Das Blut pochte heftig in seinen Schläfen. Er hielt die Hände dicht am Körper.

»Warum bringen Sie es fertig, dass ich die Freundlichkeit bedaure, mit der ich Ihnen heute begegnet bin.«

»Ha! Was heißt hier Freundlichkeit? Sie haben doch nur den Wünschen Ihrer Mutter entsprochen.«

Aus seinen Augen schienen grüne Funken zu sprühen. »Ja, ich nehme Rücksicht auf die Wünsche meiner Eltern. Was Ihnen allerdings vollkommen fremd zu sein scheint. Sie sollten sich eigentlich glücklich schätzen und nicht so undankbar sein. Immerhin legt Ihr Vater Wert darauf, Sie mit einem Gentleman verheiratet zu sehen, der nicht jeden Schilling Ihrer Mitgift an Spieltischen verplempert. Wäre ich an seiner Stelle – und ich bin dem Himmel jeden Tag dankbar, dass es nicht so ist –, würde ich freudig Ihrer Ehe mit diesem Habenichts Clayborough zustimmen. Diese Verbindung wäre nämlich wie das Seil am Galgen, an dem Sie sich aufknüpfen können. Lassen Sie es sich gesagt sein: Selbst die Bank von England hat nicht genügend Geld im Tresor, um mich zu bestechen, mit Ihnen vor den Altar zu treten. Was das betrifft, dürfen Sie also ganz beruhigt sein.«

Amelia schluckte, erinnerte sich an das letzte Mal, als sie geweint hatte. Damals im Sommer, als sie dreizehn war, mit Fieber im Bett lag und auf die Rückkehr ihres Vaters wartete. Doch er kam nicht. Fünf Tage lang weinte sie, weil sie sich so verlassen fühlte, nachdem im Jahr zuvor ihre Mutter gestorben war. Dann beschloss sie, nie wieder eine Träne zu vergießen. Und sie hielt sich daran.

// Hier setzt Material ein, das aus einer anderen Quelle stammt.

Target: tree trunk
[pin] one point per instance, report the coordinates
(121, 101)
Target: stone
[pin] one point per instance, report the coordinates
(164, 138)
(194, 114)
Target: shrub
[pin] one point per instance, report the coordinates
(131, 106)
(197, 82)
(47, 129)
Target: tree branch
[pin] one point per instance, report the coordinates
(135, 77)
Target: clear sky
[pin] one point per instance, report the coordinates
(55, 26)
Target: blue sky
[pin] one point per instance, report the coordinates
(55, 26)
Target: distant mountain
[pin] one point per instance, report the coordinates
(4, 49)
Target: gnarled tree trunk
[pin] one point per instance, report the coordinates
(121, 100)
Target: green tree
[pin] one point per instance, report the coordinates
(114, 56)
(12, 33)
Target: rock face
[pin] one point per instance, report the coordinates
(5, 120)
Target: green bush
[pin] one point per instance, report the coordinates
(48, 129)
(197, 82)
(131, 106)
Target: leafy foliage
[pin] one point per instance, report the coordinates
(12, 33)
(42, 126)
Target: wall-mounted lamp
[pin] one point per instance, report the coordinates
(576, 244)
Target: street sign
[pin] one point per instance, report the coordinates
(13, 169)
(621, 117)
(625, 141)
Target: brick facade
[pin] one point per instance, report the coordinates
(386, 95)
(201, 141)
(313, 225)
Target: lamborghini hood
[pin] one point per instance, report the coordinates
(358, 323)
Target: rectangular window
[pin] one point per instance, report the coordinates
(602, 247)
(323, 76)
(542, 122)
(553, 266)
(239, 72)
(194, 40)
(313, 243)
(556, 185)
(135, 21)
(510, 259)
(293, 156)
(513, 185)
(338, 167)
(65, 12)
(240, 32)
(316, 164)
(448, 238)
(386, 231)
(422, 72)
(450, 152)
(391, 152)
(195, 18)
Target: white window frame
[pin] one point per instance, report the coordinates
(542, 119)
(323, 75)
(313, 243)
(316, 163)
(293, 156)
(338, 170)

Was würde sie jetzt darum geben, wieder dieses dreizehnjährige Mädchen zu sein, das weinen konnte, ohne den Abgrund ihres Schmerzes und ihrer Verletzung enthüllen zu müssen. Aber das war ihr als erwachsener Frau verwehrt, zumindest hier und vor ihm. Vielleicht sogar für immer.

Amelia rang um ihre Fassung. »Sie haben recht. Jetzt habe ich eine Sorge weniger und werde bestimmt viel besser schlafen.« Damit drehte sie sich um und legte den Weg zum Haus alleine zurück.